Mardijker Creole, also called Tugunese and Batavian Creole, was a Portuguese-based creole of Jakarta. It was the native tongue of the Mardijker people. The language was introduced with the establishment of the Dutch settlement of Batavia (present-day Jakarta); the Dutch brought in slaves from the colonies they had recently acquired from the Portuguese (especially Malacca), and the slaves' Portuguese creole became the lingua franca of the new city. The name is Dutch for "freeman", as the slaves were freed soon after their settlement.

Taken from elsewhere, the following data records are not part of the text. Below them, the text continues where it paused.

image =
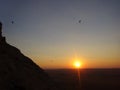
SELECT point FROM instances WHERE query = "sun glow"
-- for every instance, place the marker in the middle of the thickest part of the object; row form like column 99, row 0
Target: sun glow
column 77, row 64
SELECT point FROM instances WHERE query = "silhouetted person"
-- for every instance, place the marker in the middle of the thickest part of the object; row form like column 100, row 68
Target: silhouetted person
column 2, row 39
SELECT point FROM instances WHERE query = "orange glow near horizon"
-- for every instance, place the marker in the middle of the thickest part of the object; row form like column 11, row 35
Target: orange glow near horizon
column 77, row 64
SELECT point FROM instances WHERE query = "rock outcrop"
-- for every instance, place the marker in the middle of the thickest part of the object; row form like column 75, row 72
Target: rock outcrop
column 18, row 72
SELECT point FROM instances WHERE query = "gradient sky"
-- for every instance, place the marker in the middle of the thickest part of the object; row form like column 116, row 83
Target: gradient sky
column 49, row 32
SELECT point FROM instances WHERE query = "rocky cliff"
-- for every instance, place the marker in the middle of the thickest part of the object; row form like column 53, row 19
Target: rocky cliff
column 18, row 72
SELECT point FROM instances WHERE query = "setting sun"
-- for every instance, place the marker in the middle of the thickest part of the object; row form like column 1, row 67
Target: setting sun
column 77, row 64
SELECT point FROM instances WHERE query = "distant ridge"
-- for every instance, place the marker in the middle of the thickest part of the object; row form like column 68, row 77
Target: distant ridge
column 18, row 72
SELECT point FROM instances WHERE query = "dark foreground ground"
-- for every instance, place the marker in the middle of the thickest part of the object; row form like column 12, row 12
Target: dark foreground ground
column 90, row 79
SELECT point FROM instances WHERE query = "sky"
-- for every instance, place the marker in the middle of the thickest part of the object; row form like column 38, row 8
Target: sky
column 49, row 31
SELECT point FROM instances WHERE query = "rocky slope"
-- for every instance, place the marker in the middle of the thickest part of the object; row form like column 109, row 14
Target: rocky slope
column 18, row 72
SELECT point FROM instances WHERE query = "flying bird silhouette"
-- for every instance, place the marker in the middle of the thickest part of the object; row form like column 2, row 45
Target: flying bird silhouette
column 12, row 22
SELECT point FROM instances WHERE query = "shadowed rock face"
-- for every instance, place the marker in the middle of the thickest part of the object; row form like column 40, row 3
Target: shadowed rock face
column 18, row 72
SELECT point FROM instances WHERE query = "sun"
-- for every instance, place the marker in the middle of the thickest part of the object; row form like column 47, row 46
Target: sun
column 77, row 64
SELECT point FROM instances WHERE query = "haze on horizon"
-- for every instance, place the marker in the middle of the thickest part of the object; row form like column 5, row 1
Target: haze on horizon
column 49, row 32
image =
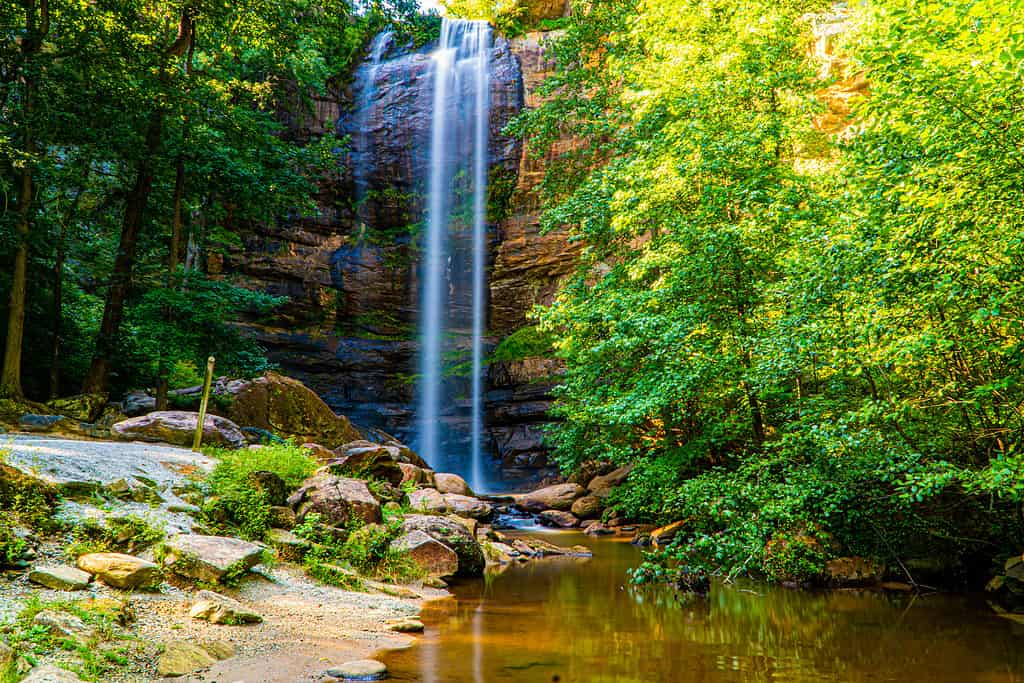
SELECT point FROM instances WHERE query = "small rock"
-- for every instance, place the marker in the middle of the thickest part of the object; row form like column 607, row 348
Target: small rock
column 217, row 608
column 60, row 578
column 181, row 657
column 360, row 670
column 408, row 626
column 428, row 501
column 281, row 516
column 62, row 625
column 452, row 483
column 121, row 570
column 467, row 506
column 50, row 674
column 210, row 557
column 558, row 518
column 289, row 546
column 588, row 507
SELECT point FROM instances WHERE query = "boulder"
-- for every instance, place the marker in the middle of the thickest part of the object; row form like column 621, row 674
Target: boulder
column 317, row 452
column 427, row 500
column 50, row 674
column 663, row 536
column 466, row 506
column 408, row 626
column 558, row 518
column 338, row 500
column 178, row 427
column 367, row 461
column 289, row 546
column 289, row 409
column 587, row 507
column 84, row 408
column 435, row 558
column 846, row 571
column 182, row 657
column 452, row 483
column 559, row 497
column 360, row 670
column 121, row 570
column 217, row 608
column 602, row 485
column 453, row 535
column 62, row 625
column 210, row 558
column 60, row 578
column 416, row 474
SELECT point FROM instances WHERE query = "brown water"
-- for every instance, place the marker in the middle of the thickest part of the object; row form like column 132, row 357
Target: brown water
column 579, row 621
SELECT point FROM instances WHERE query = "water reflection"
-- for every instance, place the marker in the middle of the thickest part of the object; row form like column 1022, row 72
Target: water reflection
column 573, row 621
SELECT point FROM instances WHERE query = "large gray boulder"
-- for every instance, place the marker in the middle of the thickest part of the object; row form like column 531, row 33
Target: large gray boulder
column 453, row 535
column 338, row 500
column 178, row 427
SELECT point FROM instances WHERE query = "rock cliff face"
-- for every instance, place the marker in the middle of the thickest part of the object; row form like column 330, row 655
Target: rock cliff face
column 350, row 272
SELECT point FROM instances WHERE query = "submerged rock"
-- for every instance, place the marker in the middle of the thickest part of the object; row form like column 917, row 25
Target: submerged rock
column 360, row 670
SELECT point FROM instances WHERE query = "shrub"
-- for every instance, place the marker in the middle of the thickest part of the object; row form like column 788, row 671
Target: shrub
column 236, row 501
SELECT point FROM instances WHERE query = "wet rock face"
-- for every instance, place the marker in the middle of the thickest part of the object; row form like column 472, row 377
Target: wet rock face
column 349, row 329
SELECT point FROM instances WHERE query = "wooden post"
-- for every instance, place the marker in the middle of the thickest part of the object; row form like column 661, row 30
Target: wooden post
column 202, row 407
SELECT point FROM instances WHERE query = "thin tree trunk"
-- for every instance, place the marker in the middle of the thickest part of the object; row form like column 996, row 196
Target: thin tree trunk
column 172, row 266
column 10, row 374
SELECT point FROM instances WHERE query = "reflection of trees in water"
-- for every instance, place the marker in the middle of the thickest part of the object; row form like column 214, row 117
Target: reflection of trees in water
column 589, row 626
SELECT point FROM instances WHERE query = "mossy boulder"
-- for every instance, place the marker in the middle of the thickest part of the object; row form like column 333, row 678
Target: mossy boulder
column 289, row 409
column 453, row 535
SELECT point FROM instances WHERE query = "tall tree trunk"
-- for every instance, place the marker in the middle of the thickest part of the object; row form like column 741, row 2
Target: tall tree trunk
column 10, row 374
column 58, row 261
column 107, row 341
column 172, row 265
column 138, row 197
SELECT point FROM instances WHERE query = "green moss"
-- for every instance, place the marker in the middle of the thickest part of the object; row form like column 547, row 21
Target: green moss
column 523, row 343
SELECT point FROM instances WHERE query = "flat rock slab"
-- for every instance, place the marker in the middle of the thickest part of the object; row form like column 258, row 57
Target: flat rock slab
column 50, row 674
column 85, row 466
column 360, row 670
column 121, row 570
column 60, row 578
column 217, row 608
column 210, row 557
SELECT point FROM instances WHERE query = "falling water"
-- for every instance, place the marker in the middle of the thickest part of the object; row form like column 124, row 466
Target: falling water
column 458, row 153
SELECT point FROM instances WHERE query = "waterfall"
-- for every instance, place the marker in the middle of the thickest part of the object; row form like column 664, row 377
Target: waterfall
column 457, row 206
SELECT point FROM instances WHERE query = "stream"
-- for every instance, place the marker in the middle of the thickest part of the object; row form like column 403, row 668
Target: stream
column 580, row 621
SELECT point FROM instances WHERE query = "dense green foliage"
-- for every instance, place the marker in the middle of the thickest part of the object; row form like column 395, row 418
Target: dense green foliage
column 237, row 499
column 138, row 144
column 806, row 335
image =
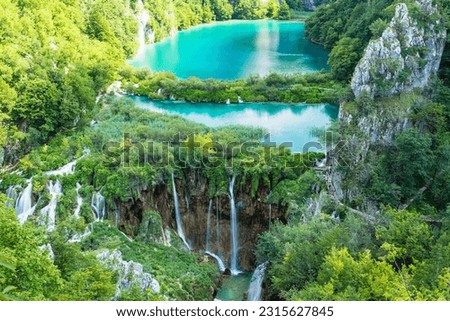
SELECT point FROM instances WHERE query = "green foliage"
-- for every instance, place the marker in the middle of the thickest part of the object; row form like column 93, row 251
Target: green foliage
column 312, row 88
column 34, row 276
column 344, row 57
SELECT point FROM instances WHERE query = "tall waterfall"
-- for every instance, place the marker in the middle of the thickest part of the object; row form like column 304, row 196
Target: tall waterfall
column 208, row 239
column 49, row 212
column 11, row 193
column 255, row 288
column 234, row 268
column 24, row 206
column 208, row 226
column 220, row 263
column 76, row 213
column 98, row 205
column 142, row 16
column 178, row 215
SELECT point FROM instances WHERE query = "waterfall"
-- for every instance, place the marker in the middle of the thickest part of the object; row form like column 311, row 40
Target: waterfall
column 142, row 16
column 98, row 205
column 218, row 238
column 11, row 193
column 255, row 288
column 208, row 239
column 76, row 213
column 218, row 259
column 178, row 215
column 24, row 202
column 208, row 225
column 234, row 231
column 116, row 214
column 49, row 212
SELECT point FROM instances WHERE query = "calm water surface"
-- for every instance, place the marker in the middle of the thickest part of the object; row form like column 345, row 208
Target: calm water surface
column 235, row 49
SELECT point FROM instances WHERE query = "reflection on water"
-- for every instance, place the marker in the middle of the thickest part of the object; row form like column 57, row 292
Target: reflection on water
column 235, row 49
column 234, row 287
column 284, row 122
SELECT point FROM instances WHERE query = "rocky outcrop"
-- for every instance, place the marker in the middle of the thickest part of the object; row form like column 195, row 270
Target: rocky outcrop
column 407, row 54
column 254, row 214
column 130, row 273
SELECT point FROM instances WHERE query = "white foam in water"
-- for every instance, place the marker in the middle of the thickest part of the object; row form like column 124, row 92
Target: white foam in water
column 98, row 205
column 255, row 288
column 178, row 219
column 24, row 208
column 49, row 212
column 76, row 213
column 220, row 263
column 234, row 268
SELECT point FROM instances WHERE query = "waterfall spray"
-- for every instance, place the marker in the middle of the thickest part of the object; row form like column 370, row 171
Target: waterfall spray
column 255, row 288
column 49, row 212
column 178, row 215
column 234, row 268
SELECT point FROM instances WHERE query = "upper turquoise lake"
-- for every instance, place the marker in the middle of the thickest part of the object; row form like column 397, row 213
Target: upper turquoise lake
column 235, row 49
column 286, row 123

The language was replaced by Betawi creole Malay in Batavia by the end of the 18th century, as the Mardijker intermarried and lost their distinct identity. However, around 1670 a group of 150 were moved to what is now the village and suburb of Tugu, where they continued to speak an offshoot of the language, there known as Tugu Creole, until the 1940s.

The earliest known record of the language is documented in a wordlist published in Batavia in 1780, the Nieuwe Woordenschat. The last competent speaker, Oma Mimi Abrahams, died in 2012, and the language survives only in the lyrics of old Keroncong Moresco (Keroncong Tugu) songs.

== Phonology ==

Consonants
|  |  | Bilabial | Labio-Dental | Dental/ Alveolar | Alveo-Palatal | Palatal | Velar |
| Plosive | Voiced | b |  | d |  |  | g |
| Unvoiced | p |  | t |  |  | k |
| Nasal |  | m |  | n | ɲ |  | ŋ |
| Tap/Trill |  |  |  | r |  |  |  |
| Fricative | Voiced |  | v |  |  |  |  |
| Unvoiced |  | f | s |  |  |  |
| Affricate | Voiced |  |  |  | ʤ |  |  |
| Unvoiced |  |  |  | ʧ |  |  |
| Lateral |  |  |  | l | ʎ |  |  |
| Glide |  | w |  |  |  | j |  |

Vowels
|  | Front | Central | Back |
|---|---|---|---|
| Close | i |  | u |
| Mid | e |  | o |
| Open |  | a |  |

==Relevant literature==
- Baxter, Alan N. "The former Portuguese Creole of Batavia and Tugu (Indonesia). By Philippe Maurer." Journal of Pidgin and Creole Languages 30, no. 2 (2015): 379-384.
- Suratminto, Lilie. "Creol Potuguese of the Tugu Village: Colonial Heritage in Jakarta based on the historical and linguistic review." TAWARIKH 3, no. 1 (2011).
- Suratminto, Lilie. "Bahasa Tugu: Bahasa Kreol yang Punah." Jurnal Melayu 13 (2014): 85-100.
- Taufiqurrahman, Febri. "Vocabulary of The Extinct Tugu Portuguese Creole Dialect Used by The Portuguese Descendants In Tugu Village, North Jakarta." Jurnal Pembahsi (Pembelajaran Bahasa Dan Sastra Indonesia) 13, no. 2 (2023): 226-240.